27 thoughts on “How to install Windows 11 on M1/M2 Mac using VMware Fusion Tech Preview”

    1. Hi Michael,

      Thanks for visiting. Are you referring to the screen where it asks you to choose operating system, or are you referring to the encryption (TPM) screen? VMware has not released a new version of the Technology Preview since my tutorial went live, so in theory, nothing should be different. If you give me more information I’ll try my best to help.

  1. Plz, Answer my question. I really appreciate your review. I have a problem. I can’t transfer file Mac to widow, and window to Mac. and Can’t drag & drop. How can I fix it? answer to me.

    1. Hi sungwon,

      Drag and drop is not supported yet in this first Technical Preview release. I noted that in the important section at the top of the tutorial. Hopefully drag and drop support will come via an update soon.

  2. Hi Jeff,

    Great article and the YouTube video clearly helps. However, I have 2 issues:
    1) I am running the VMware-Fusion-e.x.p-19431034_arm64 and Windows11_InsiderPreview_Client_ARM64_en-us_22598, I get no option under Windows during the installation. So, I choose “Other 64bit Arm” and was successful.
    2) I cannot install VMware tools, the option “Install VMware Tools” is grayed out in this case. From VMware forum, I understand there is no VMware tools available for Windows11 arm on M1 Mac. Then, how does one install the way you have demo’d here. Please give me your inputs?

    Thanks again.

    1. Vinod, sorry for the late response.
      Weird on issue #1. As Build 22598 is what I’m using as well, but it looks like you’re using the latest VMware build, which may be where the issue arrises. Given that this is a technical preview, it’s inevitable that things will change slightly.

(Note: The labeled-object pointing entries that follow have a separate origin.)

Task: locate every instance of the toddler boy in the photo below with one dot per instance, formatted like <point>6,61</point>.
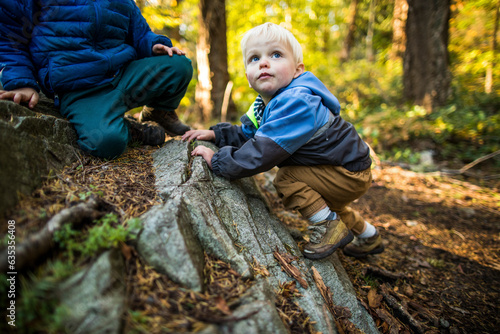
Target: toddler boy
<point>295,124</point>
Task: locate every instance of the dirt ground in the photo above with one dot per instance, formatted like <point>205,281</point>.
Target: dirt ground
<point>440,272</point>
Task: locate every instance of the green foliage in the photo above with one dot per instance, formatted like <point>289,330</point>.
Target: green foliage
<point>105,234</point>
<point>370,93</point>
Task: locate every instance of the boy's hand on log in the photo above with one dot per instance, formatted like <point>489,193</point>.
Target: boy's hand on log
<point>205,152</point>
<point>19,95</point>
<point>160,49</point>
<point>208,135</point>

Can probably say the same for VMware tools install. Did you ever get it working? Just curious.

  3. Hi Jeff, sorry to interrupt you but I ran into a problem where the code OOBE\BYPASSNRO doesn’t work. it says that the command is not found. do you have any idea why this happened?

  4. Sir the fusion on my Mac doesn’t seem to play any sound. it also keeps giving me pop-ups which shows that there is an error on the speaker or something. any idea why that’s the case?

  5. /Users/kiendethuong/Desktop/Ảnh chụp Màn hình 2022-09-04 lúc 23.32.26.png
    i followed the steps, to the step of converting VHDX to vmdk got error “qemu-img: Could not open ‘/Users/kiendethuong/Downloads/Windows11_InsiderPreview_Client_ARM64_en-us_22598.VHDX.’: Could not open ‘/Users/kiendethuong/Downloads /Windows11_InsiderPreview_Client_ARM64_en-us_22598.VHDX.’: No such file or directory”

  6. Hi Jeff,

    I am trying to bypass network “On your Mac’s keyboard, press Shift+F10. If you have your keyboard set up as default, and you’re using a MacBook or Magic Keyboard, you’ll need to press Fn+Shift+F10 instead. This will invoke the Windows Command Prompt.” using this step. I tried both with and without fn key. I am still not getting command prompt window. please help

  7. I was able to successfully complete the procedure and now have the W11 running. Thank you for this post – it was really helpful and easy to follow.

  8. Since 22H2 windows 11 install require an Internet access but doesn’t recognise VMware virtual network adapter. I found a workaround which is to use a usb to ethernet that I ask to use on the windows vm, and it works.

  9. Had a problem with OOBE\BYPASSNRO not working, fixed the issue by booting into the Administrator account during setup by pressing Ctrl+Shift+F3 and installing VMWare Tools that way, then rebooting back into OOBE. This doesn’t skip Microsoft account setup unfortunately, but you can use a banned email address to skip logging in.

  10. Hi, Thanks for the excellent tutorial. Windows 11 is working just perfectly on my Mac. However, the copy & paste of text is not working. Any fixes do you know for the same?

  11. I was passing by to thank you for the fantastic article you did. Since the new Apple M1 is based on ARM architecture, it has been a pain to get a temporal Windows 11 VM for testing purposes without paying some extra bucks (Parallels I’m talking to you!)

  12. Hello thank you for the guide above. I have a question for you.
    The unity mode option is greyed out and I cannot copy and paste text or move files between mac and windows in the VM.
    how do you enter unity mode on m1 mac and hoe can you enable copy and paste or moving files?